NextImg:A Biden Labor Dept. rule change could force your retirement nest egg to be invested in Solyndra-like green and woke companies

Joe Biden is opening the door for the investment management companies that handle the retirement funds of 152 million Americans to no longer seek the best financial returns, but instead fund companies, like Solyndra, that pledge to advance the progressive agendas encapsulated in the expression ESG (Environmental, Social and Governance). The New York Post editorially warns us: “Don’t let Biden & Co. force YOUR nest egg to be invested in woke-only companies.”

A new Biden Labor Department rule aims to steer the retirement funds of 152 million Americans toward companies with woke policies on climate change and other “environmental, social and governance” goals.

 Under the Biden rule, fund managers would no longer be limited to investing workers’ assets “solely in the interest of participants and beneficiaries,” as the law has long required. Instead, they could also “consider climate change and other environmental, social and governance factors when they select investments and exercise shareholder rights” — by implication, even if it doesn’t maximize returns for workers.

Climate-change and social-justice warriors began pushing companies to adopt ESG practices, and for large shareholders to invest in them, back in the Obama era. But President Donald Trump banned retirement-fund managers from using worker cash for such political purposes. The new Biden rule would override that.

At a time “when Americans’ 401(k)s have already taken such a hit due to market downturns and record high inflation, the last thing we should do is encourage fiduciaries to make decisions with a lower rate of return for purely ideological reasons,” warns Sen. Mike Braun (R-Ind.), who’s pushing a resolution to block the rule.

It’s “irresponsible of the Biden administration to jeopardize retirement savings for more than 150 million Americans for purely political purposes,” fumes Sen. Joe Manchin (D-W.Va.).

There is a bill in Congress to stop this, but as the Post notes, Manchin is the only Democrat in the Senate openly opposing the ESG rule, meaning Kamala Harris could break a tie and vote down the bill there.

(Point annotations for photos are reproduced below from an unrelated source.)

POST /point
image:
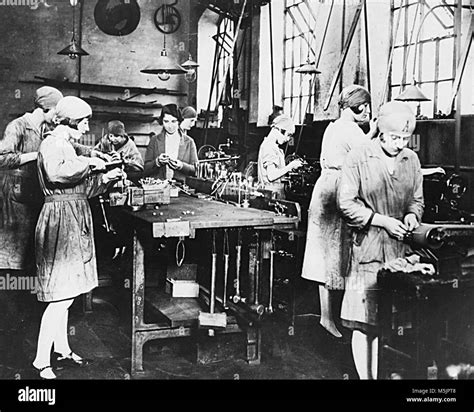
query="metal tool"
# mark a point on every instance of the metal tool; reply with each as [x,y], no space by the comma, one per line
[270,292]
[226,268]
[104,214]
[238,248]
[257,269]
[212,320]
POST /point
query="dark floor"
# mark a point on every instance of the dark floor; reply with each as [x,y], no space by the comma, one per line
[303,352]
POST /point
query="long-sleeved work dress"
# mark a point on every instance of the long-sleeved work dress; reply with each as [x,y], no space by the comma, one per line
[326,252]
[367,186]
[65,251]
[20,196]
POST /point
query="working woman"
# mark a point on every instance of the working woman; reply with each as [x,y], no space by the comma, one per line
[64,239]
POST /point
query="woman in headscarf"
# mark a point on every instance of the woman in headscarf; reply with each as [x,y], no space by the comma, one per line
[65,252]
[271,159]
[172,154]
[381,197]
[325,258]
[21,196]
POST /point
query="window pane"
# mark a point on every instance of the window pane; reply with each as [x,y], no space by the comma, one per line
[428,63]
[288,77]
[445,58]
[427,107]
[444,96]
[397,66]
[399,34]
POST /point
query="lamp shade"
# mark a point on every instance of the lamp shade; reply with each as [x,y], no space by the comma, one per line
[163,65]
[189,64]
[308,68]
[412,94]
[73,50]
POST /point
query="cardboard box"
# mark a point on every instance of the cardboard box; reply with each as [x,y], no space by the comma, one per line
[182,288]
[159,196]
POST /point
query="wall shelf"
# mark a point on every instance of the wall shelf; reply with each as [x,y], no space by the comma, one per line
[102,87]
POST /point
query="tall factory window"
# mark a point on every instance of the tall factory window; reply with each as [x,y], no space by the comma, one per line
[216,35]
[299,47]
[424,52]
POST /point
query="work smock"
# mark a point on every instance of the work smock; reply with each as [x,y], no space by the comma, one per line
[64,239]
[21,196]
[326,251]
[367,186]
[187,153]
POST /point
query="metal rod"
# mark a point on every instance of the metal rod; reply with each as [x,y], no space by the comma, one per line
[367,50]
[344,54]
[389,64]
[270,299]
[213,283]
[457,115]
[271,51]
[257,269]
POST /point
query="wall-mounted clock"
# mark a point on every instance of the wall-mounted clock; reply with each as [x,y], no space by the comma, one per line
[117,17]
[167,18]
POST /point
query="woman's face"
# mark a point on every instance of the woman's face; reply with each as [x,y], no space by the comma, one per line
[364,115]
[188,124]
[170,123]
[393,143]
[117,140]
[284,135]
[83,126]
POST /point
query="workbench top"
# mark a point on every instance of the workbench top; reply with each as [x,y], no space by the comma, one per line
[185,214]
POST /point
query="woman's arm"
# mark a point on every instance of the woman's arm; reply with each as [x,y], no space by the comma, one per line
[60,162]
[10,158]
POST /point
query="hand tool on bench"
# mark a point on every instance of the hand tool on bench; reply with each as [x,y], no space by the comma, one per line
[256,306]
[212,320]
[270,291]
[238,249]
[226,267]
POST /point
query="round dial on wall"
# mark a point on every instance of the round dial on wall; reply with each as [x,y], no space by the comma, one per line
[117,17]
[167,19]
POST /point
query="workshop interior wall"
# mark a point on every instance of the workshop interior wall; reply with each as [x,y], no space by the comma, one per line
[31,39]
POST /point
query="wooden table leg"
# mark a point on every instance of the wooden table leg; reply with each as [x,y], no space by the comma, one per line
[138,303]
[254,340]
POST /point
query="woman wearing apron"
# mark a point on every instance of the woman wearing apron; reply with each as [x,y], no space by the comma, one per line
[325,258]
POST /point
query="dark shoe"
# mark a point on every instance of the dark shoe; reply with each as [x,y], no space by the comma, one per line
[68,361]
[45,372]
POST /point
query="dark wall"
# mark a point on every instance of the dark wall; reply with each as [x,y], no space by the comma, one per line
[31,38]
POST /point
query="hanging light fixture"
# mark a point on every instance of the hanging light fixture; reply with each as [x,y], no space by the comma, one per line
[413,93]
[165,66]
[308,68]
[73,49]
[190,66]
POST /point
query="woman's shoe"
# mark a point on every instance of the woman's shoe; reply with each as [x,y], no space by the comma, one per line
[70,360]
[46,372]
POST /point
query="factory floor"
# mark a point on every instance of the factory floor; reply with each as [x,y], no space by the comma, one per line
[306,351]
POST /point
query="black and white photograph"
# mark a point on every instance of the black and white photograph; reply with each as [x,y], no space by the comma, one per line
[236,199]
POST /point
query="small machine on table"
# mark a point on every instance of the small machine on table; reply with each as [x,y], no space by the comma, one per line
[425,318]
[243,273]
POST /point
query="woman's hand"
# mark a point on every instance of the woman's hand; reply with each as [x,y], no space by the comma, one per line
[100,155]
[295,164]
[175,164]
[115,157]
[162,159]
[411,222]
[114,174]
[28,157]
[96,164]
[394,227]
[372,127]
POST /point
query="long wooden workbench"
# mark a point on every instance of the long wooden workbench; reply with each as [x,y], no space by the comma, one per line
[182,218]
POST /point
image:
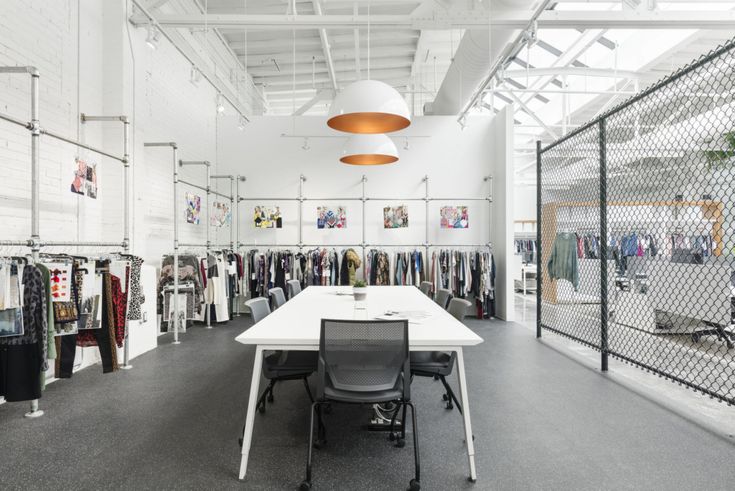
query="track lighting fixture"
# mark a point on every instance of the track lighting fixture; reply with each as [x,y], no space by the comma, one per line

But even if the bill passed both the the House and the Senate, Biden could veto it.

A separate line of attack is via the courts:

Last week, a group of 25 Republican state attorneys general filed a lawsuit against the Labor Department in a bid to block the ESG rule, Roll Call reported. The change will remain in place while the legal case proceeds.

The lawsuit alleged that the Labor Department’s alteration “contravenes ERISA’s clear command that fiduciaries act with the sole motive of promoting the financial interests of plan participants and their beneficiaries.”

Ron DeSantis has already take action in Florida, but that protects only state workers’ pension funds:

Florida Gov. Ron DeSantis, a likely candidate for the Republican presidential nomination in 2024, is among the most outspoken critics of ESG-based investment of taxpayer funds.

In August, DeSantis backed a resolution banning Florida state pension funds from considering ESG standards.

Recall that when Solyndra, the solar panel manufacturer, went bankrupt and cost taxpayers about half a billion dollars to pay off loans that were federally guaranteed, the early investors made money. That’s how it’s done when structuring deals that rely on government subsidies and guarantees. The crony founder or early investors get their money back right away, regardless of the success or failure of the venture. The investors that come in later – as the pension funds guided by ESG would – bear all the risk. And with goal of profit subordinate to the other progressive goals, those profits are highly uncertain.